AE Risks With Combined Tx for Advanced Breast CA

Kristin Jenkins

November 08, 2017

LISBON, Portugal — For  women already taking endocrine therapy for breast cancer, adding targeted agents can significantly increase overall risk for grade 3 or 4 adverse events (AEs), say researchers.

These targeted agents include cyclin-dependent kinase 4/6 (CDK4/6) inhibitors, mammalian target of rapamycin (mTOR) inhibitors, phosphatidylinositol 3-kinase (PI3K) inhibitors, and anti–human epidermal growth factor receptor 2 (HER2) drugs.

Until now, conflicting evidence about the efficacy and toxicity of endocrine therapy plus targeted agents has presented clinicians with a decision-making challenge, commented Matteo Lambertini, MD, from the Institut Jules Bordet and the Université Libre de Bruxelles, Belgium.

New results from a meta-analysis of 16 randomized controlled trials show that the AE risk varies by class of drug. It also shows that side effects, such as neutropenia, stomatitis, hyperglycemia, fatigue, and diarrhea, can be managed early in the course of treatment to minimize negative effects on quality of life, he said.

These results may improve clinicians' understanding of the potential toxicities associated with combination therapy and help them choose the best course of treatment and how to counsel patients, he commented.

Dr Lambertini was speaking here at the Advanced Breast Cancer Fourth International Consensus Conference. The results were also published online November 3 in Cancer Treatment Reviews .

The meta-analysis found that the addition of CDK4/6 inhibitors to hormone therapy almost tripled the risk for grade 3 or 4 AEs, while adding anti-HER2 agents increased the AE risk 2.5-fold.
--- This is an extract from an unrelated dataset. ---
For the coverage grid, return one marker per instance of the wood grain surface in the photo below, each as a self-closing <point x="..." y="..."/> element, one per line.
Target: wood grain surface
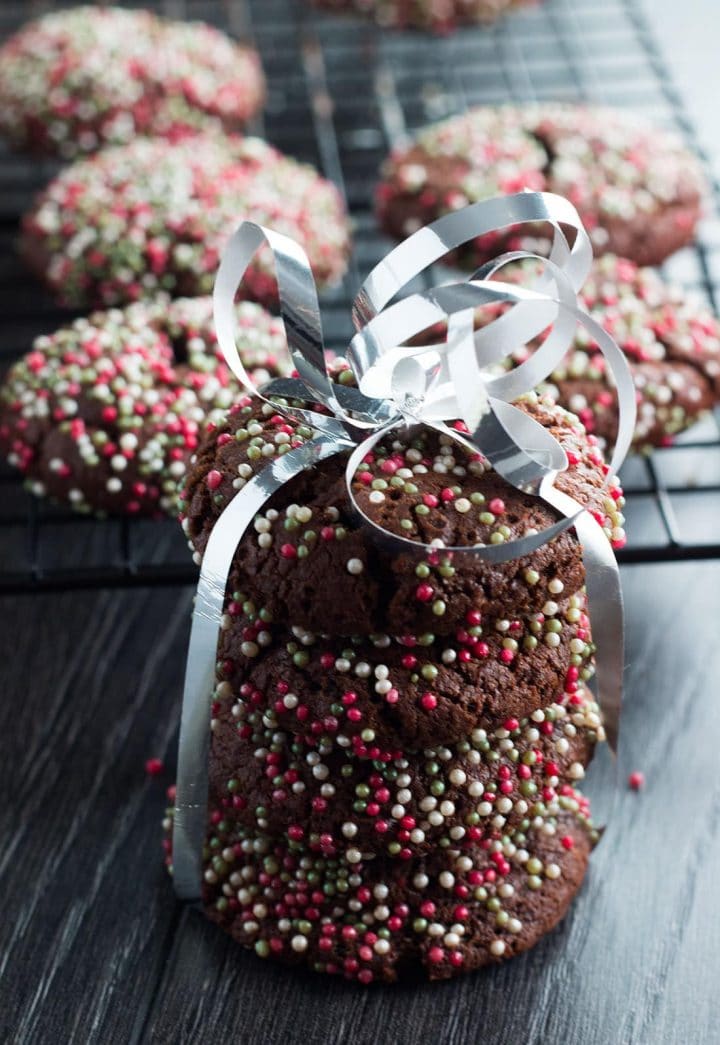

The risk for grade 3 or 4 AEs doubled when P13K inhibitors or mTOR inhibitors were part of combination therapy.

In addition, certain AEs were also associated with some targeted agents but not with others. For instance, the risk for grade 3 or 4 fatigue was greatly increased with the use of anti-HER2 agents, CDK4/6, and PI3K inhibitors but not with mTOR inhibitors. Similarly, there was an increased risk for grade 3 or 4 diarrhea with anti-HER2 agents, PI3K, and mTOR inhibitors but not with CDK4/6 inhibitors.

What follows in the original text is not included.